In classical micro-economics, the future costs of a proposed action are the only ones that count. The money already thrown away, achieving nothing, should not enter into calculations. A good micro-economist shows by this that he understands how business works.
Canada’s most successful politicians are notorious for their misunderstanding of almost everything. For instance, they have vomited countless billions of our tax money into a black hole, thinking they can change the weather and contrive carbon neutrality; the costs continue to mount with no prospect of success in view. When will they give up?
A wise and ruthless statesman would cut our losses; but the politician is determined to justify his previous immense spending. He is even willing to blow the next election on this childish behaviour.

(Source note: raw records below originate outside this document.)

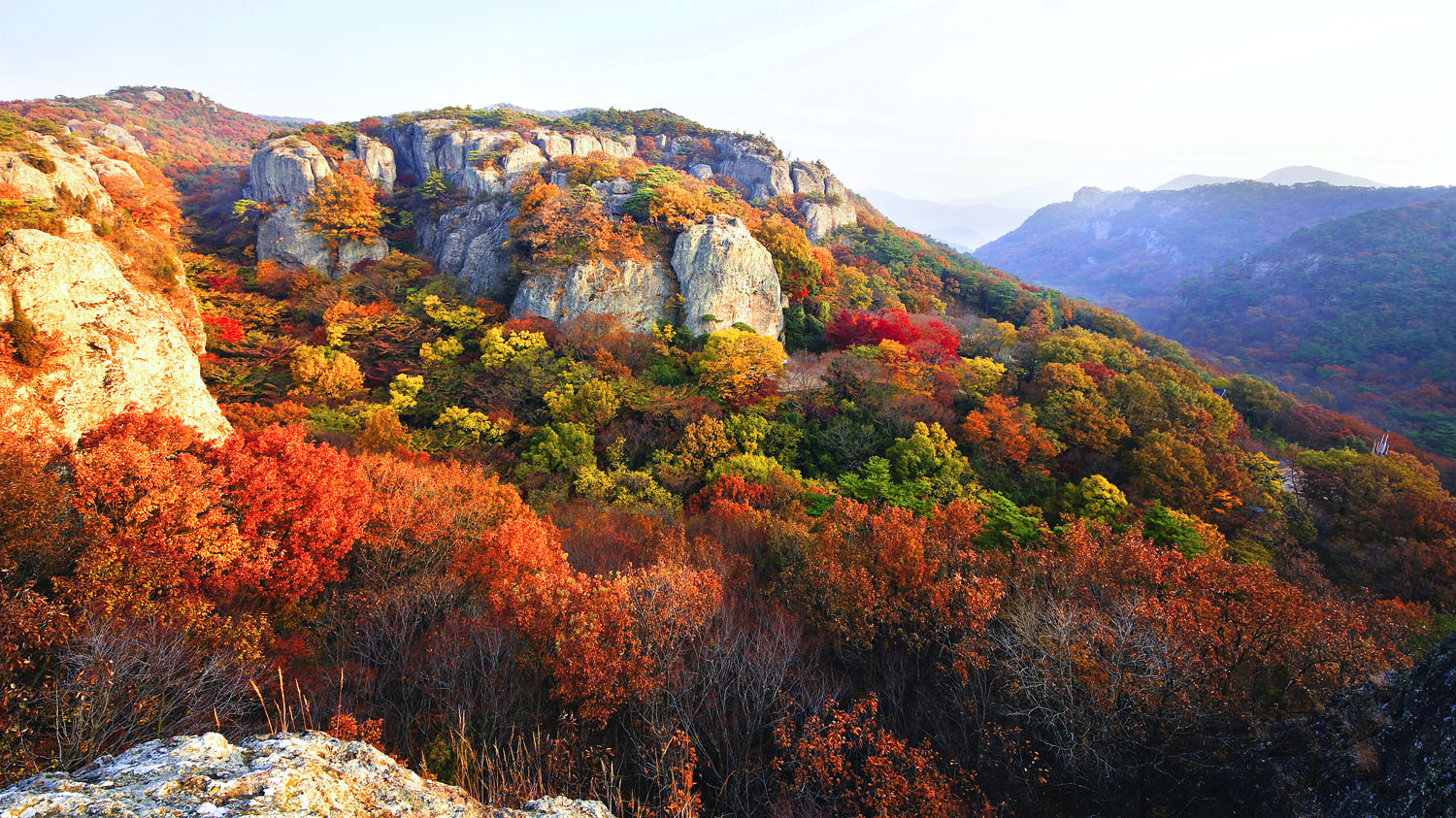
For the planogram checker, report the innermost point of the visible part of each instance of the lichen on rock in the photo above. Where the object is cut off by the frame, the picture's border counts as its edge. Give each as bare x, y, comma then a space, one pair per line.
102, 345
282, 774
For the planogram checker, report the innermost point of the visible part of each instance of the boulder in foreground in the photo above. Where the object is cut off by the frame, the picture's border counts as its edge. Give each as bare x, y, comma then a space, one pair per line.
284, 774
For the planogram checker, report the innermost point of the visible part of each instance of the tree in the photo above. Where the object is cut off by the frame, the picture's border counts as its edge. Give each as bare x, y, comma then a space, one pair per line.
739, 366
1094, 498
325, 373
343, 207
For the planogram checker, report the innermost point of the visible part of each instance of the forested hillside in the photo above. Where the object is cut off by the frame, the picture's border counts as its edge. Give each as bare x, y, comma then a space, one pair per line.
1357, 308
1130, 249
619, 456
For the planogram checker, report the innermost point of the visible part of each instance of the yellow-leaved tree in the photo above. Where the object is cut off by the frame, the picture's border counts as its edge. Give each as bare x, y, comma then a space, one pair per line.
740, 366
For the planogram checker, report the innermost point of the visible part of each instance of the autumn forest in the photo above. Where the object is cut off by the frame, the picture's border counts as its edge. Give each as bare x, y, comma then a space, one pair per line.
946, 544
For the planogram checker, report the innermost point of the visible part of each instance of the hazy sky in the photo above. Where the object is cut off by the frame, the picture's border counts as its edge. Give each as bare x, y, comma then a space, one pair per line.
922, 98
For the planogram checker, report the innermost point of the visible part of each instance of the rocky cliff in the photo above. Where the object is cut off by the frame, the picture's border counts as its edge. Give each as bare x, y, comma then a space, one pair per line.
638, 294
716, 267
718, 270
282, 174
1383, 750
46, 172
728, 276
282, 774
89, 343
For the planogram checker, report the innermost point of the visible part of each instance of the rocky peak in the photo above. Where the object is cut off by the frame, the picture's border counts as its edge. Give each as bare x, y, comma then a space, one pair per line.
116, 134
46, 171
477, 160
282, 774
282, 175
727, 274
92, 344
285, 171
376, 157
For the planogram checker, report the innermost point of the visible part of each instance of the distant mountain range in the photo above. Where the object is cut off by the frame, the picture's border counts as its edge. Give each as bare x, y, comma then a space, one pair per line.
1292, 175
1341, 288
1130, 249
1357, 308
970, 221
961, 226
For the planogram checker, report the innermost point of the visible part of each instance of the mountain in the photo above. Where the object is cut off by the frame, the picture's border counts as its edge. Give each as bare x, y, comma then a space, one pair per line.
1359, 308
963, 226
1130, 249
1382, 750
620, 456
1307, 174
177, 127
1292, 175
280, 774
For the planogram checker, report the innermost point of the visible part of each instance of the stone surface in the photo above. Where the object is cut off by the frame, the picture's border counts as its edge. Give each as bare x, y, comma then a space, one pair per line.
821, 218
108, 345
285, 171
614, 194
466, 242
285, 238
282, 174
378, 160
447, 146
284, 774
637, 294
725, 273
1385, 748
72, 175
121, 137
760, 175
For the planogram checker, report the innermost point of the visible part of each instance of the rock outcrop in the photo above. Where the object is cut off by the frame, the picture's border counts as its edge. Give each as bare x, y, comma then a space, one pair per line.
378, 160
727, 274
468, 242
95, 345
116, 134
282, 174
555, 145
46, 171
823, 218
475, 160
637, 294
1382, 750
285, 171
282, 774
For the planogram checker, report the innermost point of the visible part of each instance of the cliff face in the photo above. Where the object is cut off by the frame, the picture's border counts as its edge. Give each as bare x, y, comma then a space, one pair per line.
718, 270
716, 267
90, 343
282, 174
284, 774
49, 172
1386, 748
1132, 249
763, 175
638, 294
727, 274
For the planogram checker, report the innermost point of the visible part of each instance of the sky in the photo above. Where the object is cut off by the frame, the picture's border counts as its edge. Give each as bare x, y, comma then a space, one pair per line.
932, 99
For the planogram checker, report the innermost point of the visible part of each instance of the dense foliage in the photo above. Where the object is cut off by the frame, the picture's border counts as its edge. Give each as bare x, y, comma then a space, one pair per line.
1354, 308
1130, 249
954, 546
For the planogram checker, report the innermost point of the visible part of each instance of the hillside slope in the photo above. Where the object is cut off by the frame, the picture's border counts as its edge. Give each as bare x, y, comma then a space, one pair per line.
1383, 750
177, 127
1130, 249
1357, 306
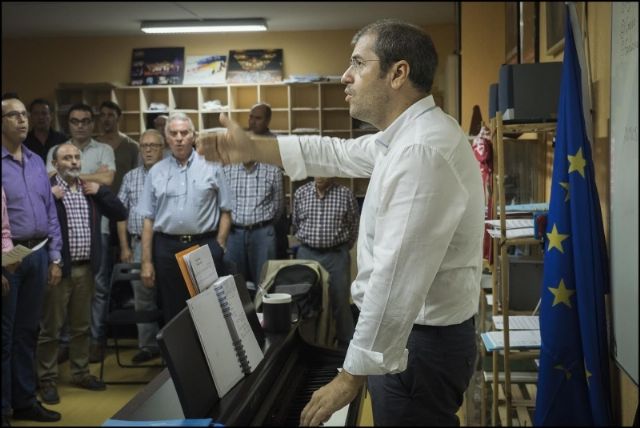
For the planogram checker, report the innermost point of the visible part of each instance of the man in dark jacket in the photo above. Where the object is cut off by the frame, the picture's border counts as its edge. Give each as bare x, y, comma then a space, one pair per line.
79, 214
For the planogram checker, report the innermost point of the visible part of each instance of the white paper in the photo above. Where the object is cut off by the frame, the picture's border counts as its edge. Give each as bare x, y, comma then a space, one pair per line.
494, 340
19, 252
201, 267
518, 322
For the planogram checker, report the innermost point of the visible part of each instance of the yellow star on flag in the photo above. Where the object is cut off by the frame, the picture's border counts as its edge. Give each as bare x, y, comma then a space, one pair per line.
555, 239
577, 162
565, 186
561, 294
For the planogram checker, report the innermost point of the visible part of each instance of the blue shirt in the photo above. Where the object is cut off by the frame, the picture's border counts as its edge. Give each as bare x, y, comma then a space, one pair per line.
185, 200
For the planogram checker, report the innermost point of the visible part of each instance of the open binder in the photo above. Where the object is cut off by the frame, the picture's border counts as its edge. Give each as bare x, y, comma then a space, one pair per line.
229, 344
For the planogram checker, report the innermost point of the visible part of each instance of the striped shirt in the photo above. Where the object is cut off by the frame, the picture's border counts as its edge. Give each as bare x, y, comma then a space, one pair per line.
77, 208
129, 194
328, 221
257, 193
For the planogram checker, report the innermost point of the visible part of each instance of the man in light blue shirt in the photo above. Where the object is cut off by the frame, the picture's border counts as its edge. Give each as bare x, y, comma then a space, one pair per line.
185, 201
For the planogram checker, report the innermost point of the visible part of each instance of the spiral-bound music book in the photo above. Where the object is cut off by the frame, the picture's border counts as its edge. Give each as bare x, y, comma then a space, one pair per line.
230, 347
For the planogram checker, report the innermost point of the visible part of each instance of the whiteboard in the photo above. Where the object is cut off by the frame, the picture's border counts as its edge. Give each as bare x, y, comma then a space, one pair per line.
624, 186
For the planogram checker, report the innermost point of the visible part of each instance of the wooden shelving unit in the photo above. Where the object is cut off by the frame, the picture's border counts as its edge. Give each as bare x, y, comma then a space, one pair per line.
513, 395
299, 108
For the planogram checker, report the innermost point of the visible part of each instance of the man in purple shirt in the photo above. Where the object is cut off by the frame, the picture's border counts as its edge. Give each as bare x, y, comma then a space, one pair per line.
32, 217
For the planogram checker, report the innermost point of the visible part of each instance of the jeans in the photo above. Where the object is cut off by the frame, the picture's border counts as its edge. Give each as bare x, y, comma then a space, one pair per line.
251, 249
21, 310
100, 301
144, 300
337, 263
430, 391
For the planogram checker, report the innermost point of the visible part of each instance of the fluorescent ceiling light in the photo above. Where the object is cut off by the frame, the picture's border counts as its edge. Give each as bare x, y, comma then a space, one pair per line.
204, 26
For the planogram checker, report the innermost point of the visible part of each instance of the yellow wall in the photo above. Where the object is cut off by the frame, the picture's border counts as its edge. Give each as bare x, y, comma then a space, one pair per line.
482, 52
33, 67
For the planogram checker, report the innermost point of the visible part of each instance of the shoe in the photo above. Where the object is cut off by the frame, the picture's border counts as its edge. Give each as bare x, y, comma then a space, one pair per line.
144, 356
90, 382
63, 354
49, 393
96, 353
36, 413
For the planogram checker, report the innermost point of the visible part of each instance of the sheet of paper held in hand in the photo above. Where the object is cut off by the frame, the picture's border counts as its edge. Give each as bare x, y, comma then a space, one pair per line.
19, 252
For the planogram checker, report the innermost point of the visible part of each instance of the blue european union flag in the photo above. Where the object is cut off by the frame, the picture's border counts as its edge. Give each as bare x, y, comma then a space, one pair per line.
573, 381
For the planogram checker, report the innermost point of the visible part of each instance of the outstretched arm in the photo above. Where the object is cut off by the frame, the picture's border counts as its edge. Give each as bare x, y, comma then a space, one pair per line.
237, 146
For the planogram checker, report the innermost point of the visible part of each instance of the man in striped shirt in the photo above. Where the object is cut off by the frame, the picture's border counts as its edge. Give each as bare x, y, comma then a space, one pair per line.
145, 299
325, 220
258, 203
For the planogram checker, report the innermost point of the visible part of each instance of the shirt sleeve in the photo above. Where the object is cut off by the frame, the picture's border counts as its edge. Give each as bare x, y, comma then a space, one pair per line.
421, 203
7, 243
147, 204
55, 235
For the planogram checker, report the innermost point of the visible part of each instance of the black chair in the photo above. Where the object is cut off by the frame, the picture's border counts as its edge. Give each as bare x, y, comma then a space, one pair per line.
120, 317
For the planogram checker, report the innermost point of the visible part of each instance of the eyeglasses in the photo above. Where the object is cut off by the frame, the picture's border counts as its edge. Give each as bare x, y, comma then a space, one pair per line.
15, 115
155, 146
358, 63
78, 122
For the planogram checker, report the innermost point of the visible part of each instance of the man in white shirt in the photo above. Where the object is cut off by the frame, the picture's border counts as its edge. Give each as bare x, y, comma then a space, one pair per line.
420, 234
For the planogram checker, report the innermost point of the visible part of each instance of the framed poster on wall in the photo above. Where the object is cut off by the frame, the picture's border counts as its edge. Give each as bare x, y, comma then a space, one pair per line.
254, 66
157, 66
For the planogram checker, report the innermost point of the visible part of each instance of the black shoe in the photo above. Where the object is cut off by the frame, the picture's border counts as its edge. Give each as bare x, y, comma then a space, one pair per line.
144, 356
49, 393
63, 354
96, 353
36, 413
90, 382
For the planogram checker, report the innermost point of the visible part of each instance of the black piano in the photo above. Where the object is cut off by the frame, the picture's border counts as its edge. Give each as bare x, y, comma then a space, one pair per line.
274, 394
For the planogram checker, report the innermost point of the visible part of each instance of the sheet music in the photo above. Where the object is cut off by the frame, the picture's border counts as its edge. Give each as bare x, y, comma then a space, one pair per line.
19, 252
201, 265
518, 322
216, 340
494, 340
241, 322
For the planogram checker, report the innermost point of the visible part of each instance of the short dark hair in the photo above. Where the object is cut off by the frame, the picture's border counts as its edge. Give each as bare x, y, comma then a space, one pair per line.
80, 107
397, 40
40, 101
54, 151
112, 106
10, 96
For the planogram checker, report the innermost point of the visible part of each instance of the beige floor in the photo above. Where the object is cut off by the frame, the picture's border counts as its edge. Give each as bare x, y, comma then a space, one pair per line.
80, 407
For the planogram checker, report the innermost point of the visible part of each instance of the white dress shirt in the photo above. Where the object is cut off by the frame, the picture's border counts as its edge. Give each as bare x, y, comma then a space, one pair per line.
420, 237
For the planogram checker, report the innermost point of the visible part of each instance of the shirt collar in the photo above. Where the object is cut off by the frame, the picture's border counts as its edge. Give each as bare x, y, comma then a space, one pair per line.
418, 108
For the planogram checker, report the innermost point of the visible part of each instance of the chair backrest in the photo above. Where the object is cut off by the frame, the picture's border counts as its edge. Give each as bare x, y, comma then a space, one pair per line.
121, 290
303, 283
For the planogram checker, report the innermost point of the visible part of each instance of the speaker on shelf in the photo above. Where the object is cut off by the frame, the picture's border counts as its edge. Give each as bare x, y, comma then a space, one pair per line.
529, 92
493, 100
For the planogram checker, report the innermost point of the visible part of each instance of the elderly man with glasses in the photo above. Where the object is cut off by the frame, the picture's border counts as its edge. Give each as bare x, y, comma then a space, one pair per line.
145, 299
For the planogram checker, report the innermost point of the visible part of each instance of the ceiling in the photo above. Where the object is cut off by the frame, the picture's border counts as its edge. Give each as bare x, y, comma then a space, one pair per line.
47, 19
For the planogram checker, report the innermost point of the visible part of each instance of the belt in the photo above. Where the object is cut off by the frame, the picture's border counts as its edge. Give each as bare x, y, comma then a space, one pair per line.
326, 249
423, 327
29, 243
185, 239
252, 226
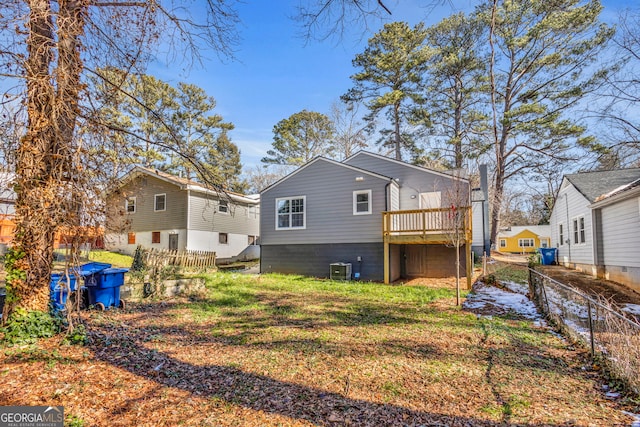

I remember, fondly, the old school of political reasoning in these northern parts; when Diefenbaker, e.g., cancelled the Avro Arrow (February 1959). The aeroplane in question would be long retired by now, but the interest on the debt we would still be paying. Of course, the people of our once-fair Dominion punished him for saving all that money.
The proof that God dislikes politicians, almost as much as I do, may be seen in this quandary. No matter what they do, the politicians are soon punished. This has been so in Canada, since days of yore.